Cloud Computing Review: A Decade of Research
Source: arXiv:2605.24499 · Published 2026-05-23 · By Smruti Rekha Swain
TL;DR
This paper presents a large-scale scientometric analysis of cloud computing research published over the last decade (2014-2023), using 12,638 articles sourced from the Web of Science Core database. By leveraging the CiteSpace tool for co-citation, co-word, and collaboration network analyses, the study reveals the structure, trends, and influential contributors within the cloud computing domain. The paper identifies five main research domains—Mobile Edge Computing, Fog Computing, Secure Cloud Storage, Workflow Scheduling, and Federated Learning—and analyzes their publication growth, geographical distribution, and key topic clusters.
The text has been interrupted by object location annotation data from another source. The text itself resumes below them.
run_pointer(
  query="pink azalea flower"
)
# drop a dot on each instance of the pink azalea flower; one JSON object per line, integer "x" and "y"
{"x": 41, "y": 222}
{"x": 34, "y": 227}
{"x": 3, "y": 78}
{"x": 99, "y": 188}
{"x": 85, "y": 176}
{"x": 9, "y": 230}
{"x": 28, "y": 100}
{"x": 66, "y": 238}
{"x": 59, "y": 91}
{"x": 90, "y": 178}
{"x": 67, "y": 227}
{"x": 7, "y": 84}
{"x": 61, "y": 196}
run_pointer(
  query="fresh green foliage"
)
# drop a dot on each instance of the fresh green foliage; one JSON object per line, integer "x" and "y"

Compared to prior smaller-scale scientometric reviews focused on earlier periods or narrower topics, this study covers a vastly larger dataset (12,638 articles vs roughly a few thousand or less) and applies advanced clustering algorithms (like log-likelihood ratio) and network metrics (modularity, silhouette scores) to ensure reliability. Notably, federated learning is singled out as the fastest growing and currently most researched domain within cloud computing. The authors identify the most prolific authors (e.g., Rajkumar Buyya), countries (China, USA, India), and journals (IEEE Access) contributing to the field. Keyword analyses highlight resource allocation, IoT, edge computing, big data, and security as dominant research themes.
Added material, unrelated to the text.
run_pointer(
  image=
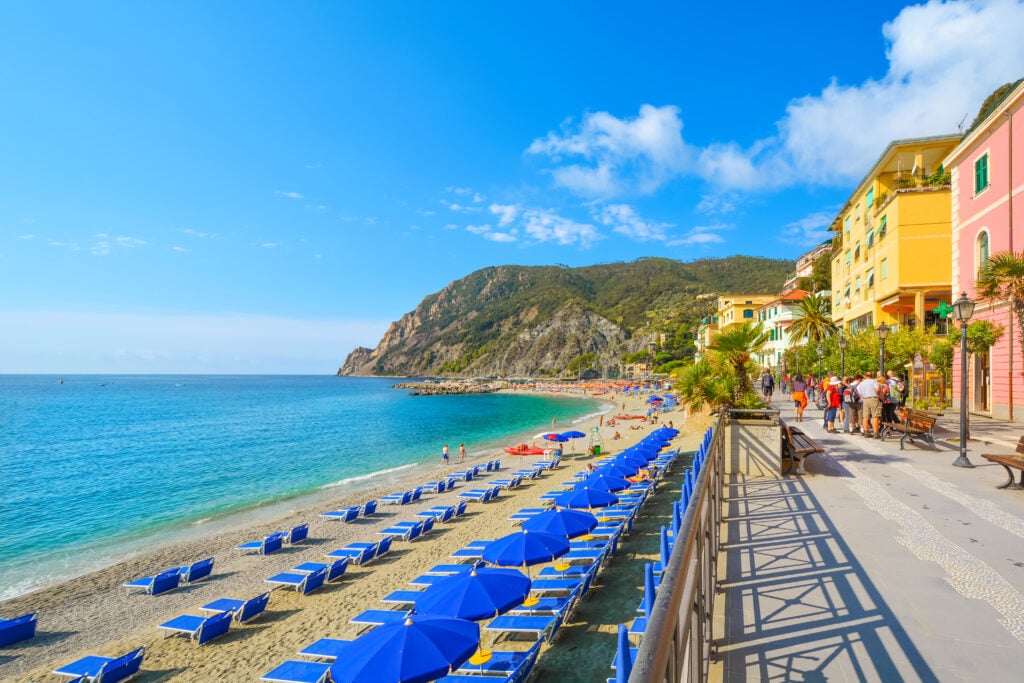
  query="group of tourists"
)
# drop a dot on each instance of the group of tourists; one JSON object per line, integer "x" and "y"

Overall, the paper advances understanding of the evolutionary patterns and knowledge structure of cloud computing research and suggests future directions including institution-level analyses and expanded scientometric methods.
Key findings
- Data set of 12,638 cloud computing articles published 2014-2023 sourced from Web of Science Core database.
- Five major research domains identified via co-citation clustering: Mobile Edge Computing (3,540 articles), Fog Computing (2,089), Secure Cloud Storage (1,366), Workflow Scheduling (1,407), Federated Learning (4,133).
- Federated Learning is the most researched domain by volume and exhibited the highest growth rate, increasing from 7 publications in 2014 to 1,791 in 2023 (~46% of domain publications).
- Country collaboration network included 127 nodes and 1,211 links, with China leading in publication count (5,616) but low centrality (0.03), while England (0.16) and Saudi Arabia (0.14) showed higher quality (centrality) despite fewer publications.
- Top cited authors include Rajkumar Buyya (83 citations), Kim-Kwang Raymond Choo (71), and Ximeng Liu (67), with centrality scores up to 0.17 indicating key connectors in author networks.
- Top cited journals by citation count are IEEE Access (5,154 citations) and Future Generation Computer Systems (5,046), with highest impact factors among core journals being IEEE Communications Surveys and Tutorials (35.6).
- Keyword frequency analysis shows prominent topics: 'cloud computing' (5,713 occurrences), 'edge computing' (1,329), 'internet of things' (1,261), 'resource allocation' (792), 'fog computing' (791), 'big data' (591), and 'security' (531).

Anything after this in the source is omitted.